A anistia aos golpistas do 8 de Janeiro segue na pauta do bolsonarismo, e o ex-presidente não esconde sua estratégia. “Estamos negociando a primeira-vice-presidência. Em uma ausência do Alcolumbre, dá para colocar a anistia em votação. Não queremos esperar um futuro presidente de direita ser eleito em 2026”, disse Bolsonaro em 24 de janeiro.
Pacheco, que retaliou o PL por não apoiar sua reeleição em 2023, ignorou a proposta de anistia. O partido de Bolsonaro agora aposta que Alcolumbre será mais receptivo, embora ele também seja aliado do mineiro.
Para Cláudio Couto, a chance de a anistia avançar com Alcolumbre é maior do que era com Pacheco, mas ainda incerta.
“Vimos o que aconteceu no 8 de Janeiro, vemos o Supremo atuando. Será que Alcolumbre vai querer confrontar o STF?”, questiona. “A possibilidade é um pouco maior, mas ainda longe de garantir a aprovação desse projeto.”
Além disso, as descobertas da Polícia Federal sobre a trama golpista de 2022, incluindo planos de sequestro e até assassinato de autoridades, tornaram o ambiente ainda mais hostil para a proposta bolsonarista, ressalta o cientista político.

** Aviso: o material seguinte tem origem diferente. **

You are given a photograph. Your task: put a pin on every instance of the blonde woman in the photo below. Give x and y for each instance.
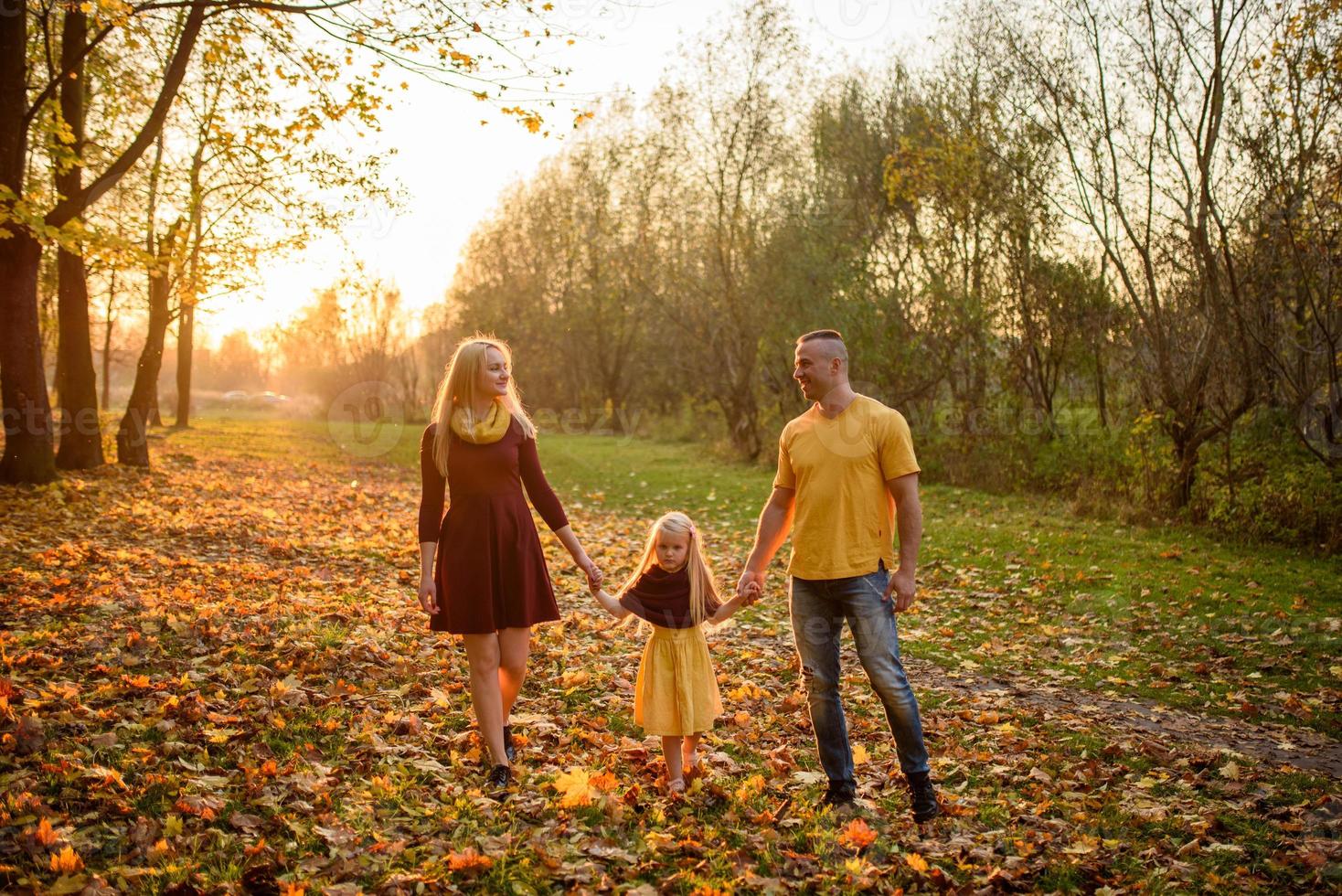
(671, 588)
(484, 571)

2026 e o xadrez ministerial
A eleição no Congresso ocorre em meio a negociações para uma reforma ministerial. Gleisi Hoffmann (PT) deve assumir a Secretaria-Geral da Presidência, em um movimento mais voltado ao PT do que ao Centrão.
Lula enfrenta dilemas: ampliar o espaço de partidos infiéis nas votações, como União Brasil, Republicanos, PP e PSD, ou redistribuir forças? Vale a pena levar Pacheco para o Executivo e fortalecê-lo em Minas Gerais? E Lira, deixá-lo na Câmara ou dar-lhe um ministério?
Além de não garantirem apoio consistente, esses partidos podem ser adversários em 2026. O presidente do PSD, Gilberto Kassab, já afirmou que o PT perderia se a eleição fosse hoje. Lula ironizou: “A eleição é só daqui a dois anos”. No dia seguinte, Marcos Pereira (Republicanos) cravou que o governo “está sem rumo”.
Com a proximidade de 2026, o preço do apoio partidário sobe — e não só no Centrão. O PSB já dá sinais de insatisfação. Nesse cenário de ebulição política e disputas por emendas, Lula tenta reverter a queda na popularidade em 2025 e chegar revigorado para 2026.